まだ、年若き幼女らしき風貌ではあったが、将来はきっと、誰もが羨む程の美女に成長するだろうという実感が溢れていた。
ここに誰かが現れる。
誰かが彼女を殺しに来る。
俺は、その存在を殺し、彼女を助ければいい。
誰だ。誰が来る。
がさっ。俺の背後から、一人の魔族がラケナリアの背後から忍び寄った。素晴らしい身のこなしだ、俺に気配を悟られずに彼女に接近するとは。
だが、甘い。俺はこの十数年で剣を鍛え続けた。
逃げられるとは思うなよ。
「【神装派・第一秘刀】《一閃華》ッッ!」
不可視の刃を飛ばした。
ばたり。その魔族は力尽きて死んだ。
「大丈夫かい、お嬢さん」
「貴方は、だれ」
「『俺』は、ただの人族の冒険者さ」
俺は彼女に、人族の冒険者と告げた。
それは実の母が、そうだったからかもしれない。
子供の頃に抱いた憧憬を、彼女と分かち合いたかったのかもしれない。
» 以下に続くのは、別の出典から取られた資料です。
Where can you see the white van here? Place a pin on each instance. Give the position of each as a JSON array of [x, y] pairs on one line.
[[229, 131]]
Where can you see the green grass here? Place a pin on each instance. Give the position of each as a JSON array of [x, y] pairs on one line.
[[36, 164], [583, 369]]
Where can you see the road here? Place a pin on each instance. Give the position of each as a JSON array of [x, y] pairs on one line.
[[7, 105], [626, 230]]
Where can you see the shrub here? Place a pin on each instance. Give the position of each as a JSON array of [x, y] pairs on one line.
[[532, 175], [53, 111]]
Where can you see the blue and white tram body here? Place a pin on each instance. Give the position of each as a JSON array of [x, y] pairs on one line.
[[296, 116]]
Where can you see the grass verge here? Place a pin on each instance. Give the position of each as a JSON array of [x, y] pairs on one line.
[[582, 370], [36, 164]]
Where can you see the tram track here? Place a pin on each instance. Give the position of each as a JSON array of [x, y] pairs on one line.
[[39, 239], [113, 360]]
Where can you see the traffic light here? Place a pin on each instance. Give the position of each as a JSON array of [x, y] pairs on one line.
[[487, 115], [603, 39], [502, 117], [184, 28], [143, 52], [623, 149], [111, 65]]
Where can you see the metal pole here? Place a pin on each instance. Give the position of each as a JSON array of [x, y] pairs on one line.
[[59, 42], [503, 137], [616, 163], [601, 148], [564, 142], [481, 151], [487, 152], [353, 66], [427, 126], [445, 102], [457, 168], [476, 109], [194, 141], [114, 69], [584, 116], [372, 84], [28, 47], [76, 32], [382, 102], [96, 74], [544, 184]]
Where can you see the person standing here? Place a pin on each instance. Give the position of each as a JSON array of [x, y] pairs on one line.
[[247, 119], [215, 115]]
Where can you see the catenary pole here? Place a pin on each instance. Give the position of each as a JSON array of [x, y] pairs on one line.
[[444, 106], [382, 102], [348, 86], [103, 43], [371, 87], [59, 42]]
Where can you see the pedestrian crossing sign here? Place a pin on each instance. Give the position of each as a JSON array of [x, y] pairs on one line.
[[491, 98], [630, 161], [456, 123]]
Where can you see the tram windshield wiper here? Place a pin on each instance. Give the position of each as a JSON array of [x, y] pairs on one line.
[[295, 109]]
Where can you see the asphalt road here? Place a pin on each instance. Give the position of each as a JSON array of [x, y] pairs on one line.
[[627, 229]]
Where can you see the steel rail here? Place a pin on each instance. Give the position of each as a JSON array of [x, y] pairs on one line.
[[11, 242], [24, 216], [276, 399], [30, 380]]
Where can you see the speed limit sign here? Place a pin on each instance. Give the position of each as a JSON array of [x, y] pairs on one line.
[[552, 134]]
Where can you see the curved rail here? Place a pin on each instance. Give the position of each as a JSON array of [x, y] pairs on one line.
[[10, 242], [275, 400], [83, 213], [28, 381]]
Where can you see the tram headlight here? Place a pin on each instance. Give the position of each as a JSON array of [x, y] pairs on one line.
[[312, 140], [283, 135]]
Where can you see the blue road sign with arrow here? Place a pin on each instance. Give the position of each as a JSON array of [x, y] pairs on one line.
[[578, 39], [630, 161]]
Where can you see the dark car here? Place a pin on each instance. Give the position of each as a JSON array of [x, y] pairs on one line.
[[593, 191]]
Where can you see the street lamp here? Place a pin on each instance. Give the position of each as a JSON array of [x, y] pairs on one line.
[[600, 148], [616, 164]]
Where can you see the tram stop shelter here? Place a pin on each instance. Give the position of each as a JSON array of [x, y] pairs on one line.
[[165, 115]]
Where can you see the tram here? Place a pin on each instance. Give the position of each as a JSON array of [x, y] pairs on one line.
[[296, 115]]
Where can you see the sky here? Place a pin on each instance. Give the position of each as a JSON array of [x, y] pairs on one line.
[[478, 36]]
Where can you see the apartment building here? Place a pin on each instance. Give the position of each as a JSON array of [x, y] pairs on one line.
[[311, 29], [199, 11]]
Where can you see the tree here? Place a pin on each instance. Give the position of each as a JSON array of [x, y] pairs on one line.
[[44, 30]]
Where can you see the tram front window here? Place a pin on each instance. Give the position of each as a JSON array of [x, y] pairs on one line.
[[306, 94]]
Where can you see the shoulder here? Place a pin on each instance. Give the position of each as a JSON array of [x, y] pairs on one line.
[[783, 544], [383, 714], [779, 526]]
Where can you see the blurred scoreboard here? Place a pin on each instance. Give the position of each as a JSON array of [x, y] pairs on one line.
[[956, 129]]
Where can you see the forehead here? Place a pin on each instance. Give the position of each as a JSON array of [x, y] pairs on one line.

潜在意識の中、俺は冒険者に憧れていた。
俺はその後、倒れた死体を確認した。
万があったら、大変だ。俺はうつ伏せになった死体をよく観察し、確認しようとして、ようやく気が付いた。
「え……?」
ラケナリアを襲った存在。
それは、俺の育て親。イベリスその人だった。